En las remembranzas de cataratas y otras manifestaciones acuáticas, ocupa un lugar especial el cine de Werner Herzog. Empezando con el vuelo maravilloso de un dirigible aerostático que recoge en El diamante blanco (The White Diamond, 2004), documental en el que acompaña el recorrido de un ingeniero en aeronáutica que recorre la selva en la Guyana, y en el que un río y una cascada ofrecen paisajes asombrosos. No menos perplejo me dejó la visión de Encuentros en el fin del mundo (Encounters at the End of the World, 2007), que da cuenta del viaje que el cineasta alemán realizó a Antártida, y en la que aparece el agua en toda su majestuosidad y en todos sus estados. Y de la nieve al hielo, en la montaña o debajo del mar, la aventura resulta fascinante. Tal vez el agua alcanza mayor dramatismo en un par de ficciones, protagonizadas por Klaus Kinski, que muestran cómo incluso la desmesura resulta diminuta ante la portentosa naturaleza: Aguirre, la ira de Dios (Aguirre, der Zorn Gottes, 1972) y Fitzcarraldo (1982). La primera se ubica en el siglo XVI y acompaña a don Lope de Aguirre en su odisea por encontrar El Dorado. La segunda da cuenta del demencial viaje que emprende Brian Sweeney Fitzgerald en su afán por construir un teatro de ópera en la selva. Ambas son road movies (habría que acuñar el género «river movies») alimentadas por la megalomanía en las que conforme crece el kilometraje se multiplica la demencia.
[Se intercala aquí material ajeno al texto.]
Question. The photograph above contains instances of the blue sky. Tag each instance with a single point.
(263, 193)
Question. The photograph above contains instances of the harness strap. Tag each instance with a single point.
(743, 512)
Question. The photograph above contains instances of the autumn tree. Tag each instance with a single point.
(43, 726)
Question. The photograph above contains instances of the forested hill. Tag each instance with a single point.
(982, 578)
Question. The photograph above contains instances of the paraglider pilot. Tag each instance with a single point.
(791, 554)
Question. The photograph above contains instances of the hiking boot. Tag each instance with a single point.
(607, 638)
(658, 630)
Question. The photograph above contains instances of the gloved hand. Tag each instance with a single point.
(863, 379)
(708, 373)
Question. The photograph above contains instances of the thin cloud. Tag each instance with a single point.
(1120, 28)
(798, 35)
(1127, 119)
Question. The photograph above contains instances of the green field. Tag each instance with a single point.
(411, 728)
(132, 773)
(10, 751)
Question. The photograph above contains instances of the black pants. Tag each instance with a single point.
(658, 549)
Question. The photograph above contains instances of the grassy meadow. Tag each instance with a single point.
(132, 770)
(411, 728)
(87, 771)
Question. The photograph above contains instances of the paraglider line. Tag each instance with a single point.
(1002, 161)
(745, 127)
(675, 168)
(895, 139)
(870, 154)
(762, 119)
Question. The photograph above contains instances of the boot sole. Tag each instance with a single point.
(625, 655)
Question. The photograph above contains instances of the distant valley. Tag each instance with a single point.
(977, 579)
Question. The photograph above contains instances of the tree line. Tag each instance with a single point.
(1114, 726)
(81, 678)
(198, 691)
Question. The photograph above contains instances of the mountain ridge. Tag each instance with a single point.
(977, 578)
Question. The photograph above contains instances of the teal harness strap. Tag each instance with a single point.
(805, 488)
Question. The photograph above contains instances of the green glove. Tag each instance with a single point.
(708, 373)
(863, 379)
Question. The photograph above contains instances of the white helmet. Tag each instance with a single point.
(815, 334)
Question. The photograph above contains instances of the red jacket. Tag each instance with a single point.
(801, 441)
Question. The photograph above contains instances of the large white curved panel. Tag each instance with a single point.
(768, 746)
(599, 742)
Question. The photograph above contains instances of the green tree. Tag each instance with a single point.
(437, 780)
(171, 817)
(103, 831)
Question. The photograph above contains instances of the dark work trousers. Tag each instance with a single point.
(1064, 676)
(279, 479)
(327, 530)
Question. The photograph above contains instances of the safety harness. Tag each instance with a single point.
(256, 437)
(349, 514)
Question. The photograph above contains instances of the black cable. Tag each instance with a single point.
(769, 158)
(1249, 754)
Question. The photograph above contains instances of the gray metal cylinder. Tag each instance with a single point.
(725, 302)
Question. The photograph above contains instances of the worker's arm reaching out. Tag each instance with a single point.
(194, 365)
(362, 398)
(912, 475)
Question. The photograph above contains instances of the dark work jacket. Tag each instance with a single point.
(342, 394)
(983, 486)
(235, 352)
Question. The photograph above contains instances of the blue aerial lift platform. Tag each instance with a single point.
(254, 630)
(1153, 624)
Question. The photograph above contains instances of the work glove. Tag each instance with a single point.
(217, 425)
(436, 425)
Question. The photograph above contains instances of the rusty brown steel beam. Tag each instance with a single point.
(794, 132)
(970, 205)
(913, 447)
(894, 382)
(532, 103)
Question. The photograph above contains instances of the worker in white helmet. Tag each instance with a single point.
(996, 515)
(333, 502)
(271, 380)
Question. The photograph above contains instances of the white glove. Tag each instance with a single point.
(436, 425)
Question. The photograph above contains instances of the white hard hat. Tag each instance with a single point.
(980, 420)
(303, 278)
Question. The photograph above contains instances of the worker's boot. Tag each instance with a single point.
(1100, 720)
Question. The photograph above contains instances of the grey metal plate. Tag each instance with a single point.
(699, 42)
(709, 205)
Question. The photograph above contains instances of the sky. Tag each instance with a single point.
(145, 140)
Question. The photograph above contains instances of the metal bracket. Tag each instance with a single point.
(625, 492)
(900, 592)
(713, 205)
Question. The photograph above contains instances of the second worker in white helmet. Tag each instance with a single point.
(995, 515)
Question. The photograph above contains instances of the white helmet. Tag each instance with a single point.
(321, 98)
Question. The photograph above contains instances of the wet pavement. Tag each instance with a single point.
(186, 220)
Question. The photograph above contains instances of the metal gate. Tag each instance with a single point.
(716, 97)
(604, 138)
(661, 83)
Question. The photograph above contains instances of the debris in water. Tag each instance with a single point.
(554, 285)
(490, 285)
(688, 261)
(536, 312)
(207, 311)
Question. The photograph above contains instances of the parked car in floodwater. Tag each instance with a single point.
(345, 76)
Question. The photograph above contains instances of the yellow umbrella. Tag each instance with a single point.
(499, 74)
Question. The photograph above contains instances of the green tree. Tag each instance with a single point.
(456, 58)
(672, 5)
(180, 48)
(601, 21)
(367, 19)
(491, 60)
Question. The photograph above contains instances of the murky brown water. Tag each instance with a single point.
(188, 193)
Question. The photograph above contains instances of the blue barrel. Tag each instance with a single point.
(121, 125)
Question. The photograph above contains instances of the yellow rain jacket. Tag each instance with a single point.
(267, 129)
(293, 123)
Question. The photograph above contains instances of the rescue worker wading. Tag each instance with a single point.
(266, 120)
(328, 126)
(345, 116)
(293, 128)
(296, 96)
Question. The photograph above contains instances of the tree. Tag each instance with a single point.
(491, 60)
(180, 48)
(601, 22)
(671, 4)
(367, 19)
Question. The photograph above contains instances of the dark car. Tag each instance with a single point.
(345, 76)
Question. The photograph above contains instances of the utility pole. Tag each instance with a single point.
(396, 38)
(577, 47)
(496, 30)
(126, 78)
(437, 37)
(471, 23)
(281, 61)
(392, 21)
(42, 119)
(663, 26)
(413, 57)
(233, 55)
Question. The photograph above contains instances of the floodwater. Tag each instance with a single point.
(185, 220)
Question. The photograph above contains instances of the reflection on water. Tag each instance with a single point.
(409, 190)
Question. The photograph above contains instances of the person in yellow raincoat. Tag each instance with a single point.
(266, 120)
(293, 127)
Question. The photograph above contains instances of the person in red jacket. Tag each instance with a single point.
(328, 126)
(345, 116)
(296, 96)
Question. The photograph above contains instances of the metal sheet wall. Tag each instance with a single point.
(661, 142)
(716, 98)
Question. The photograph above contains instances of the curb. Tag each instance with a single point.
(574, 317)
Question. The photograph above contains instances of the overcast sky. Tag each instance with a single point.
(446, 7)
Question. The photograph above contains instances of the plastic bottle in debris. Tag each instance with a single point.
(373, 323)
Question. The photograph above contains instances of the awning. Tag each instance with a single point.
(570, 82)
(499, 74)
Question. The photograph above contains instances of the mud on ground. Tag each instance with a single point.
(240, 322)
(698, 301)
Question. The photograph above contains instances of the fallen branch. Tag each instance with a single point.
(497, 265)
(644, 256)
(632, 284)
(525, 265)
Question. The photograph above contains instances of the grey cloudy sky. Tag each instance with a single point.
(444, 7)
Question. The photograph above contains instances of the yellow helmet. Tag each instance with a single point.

Y ya entrados en estas riveras, resulta inevitable que aparezca otro recorrido demencial, el que culmina justo en «el horror»: Apocalipsis (Apocalypse Now, 1979) de Francis Ford Coppola. El norteamericano se inspira en la genial novela de Joseph Conrad El corazón de las tinieblas y acompaña a un grupo de soldados que buscan a un militar rebelde. Conrad se remite a vivencias de primera mano, pues fue capitán de un barco que navegó en el Congo; Coppola ubica la acción en la guerra de Vietnam. En ambos casos el viaje convoca a la aventura y deviene tanto físico como metafísico. Por estas aguas danza el mismísimo Satán.
También hay recuerdos alegres, y mi memoria sonríe con un puñado de películas de animación. En primer lugar, El viaje de Chihiro (Sen to Chihiro no kamikakushi, 2001), una de las obras maestras del nipón Hayao Miyazaki. La protagonista se involucra en una aventura que la hace crecer y que no buscó (el crecimiento no es opcional). Se ve en la necesidad de trabajar en una especie de balneario para divinidades cuyos alrededores, en la noche, son cubiertos por el agua. En algún momento el líquido también cubre las vías del tren, y se diría que este se desliza sobre el agua: una imagen onírica, fantástica. Ponyo (2008) ubica la acción en un poblado junto al mar. No faltan los pasajes submarinos y, por supuesto, sobrenaturales. La cinta porta un ánimo ambientalista y relata, para no variar con Miyazaki, una gran historia de amor. Cierra la cuenta una maravilla del estudio Pixar, de la época en que solía entregar prodigios: Buscando a Nemo (Finding Nemo, 2003) de Andrew Stanton y Lee Unkrich. Aquí seguimos a un padre pez que va tras la huella de su hijo, quien ha sido capturado. Básicamente es una película submarina, y el abanico narrativo, temático y emocional es fenomenal. De las claridades a las negruras y del peligro al gozo navegamos por aguas de una dulzura inolvidable. El agua y el cine tienen un feliz encuentro: hipnosis pura, se diría.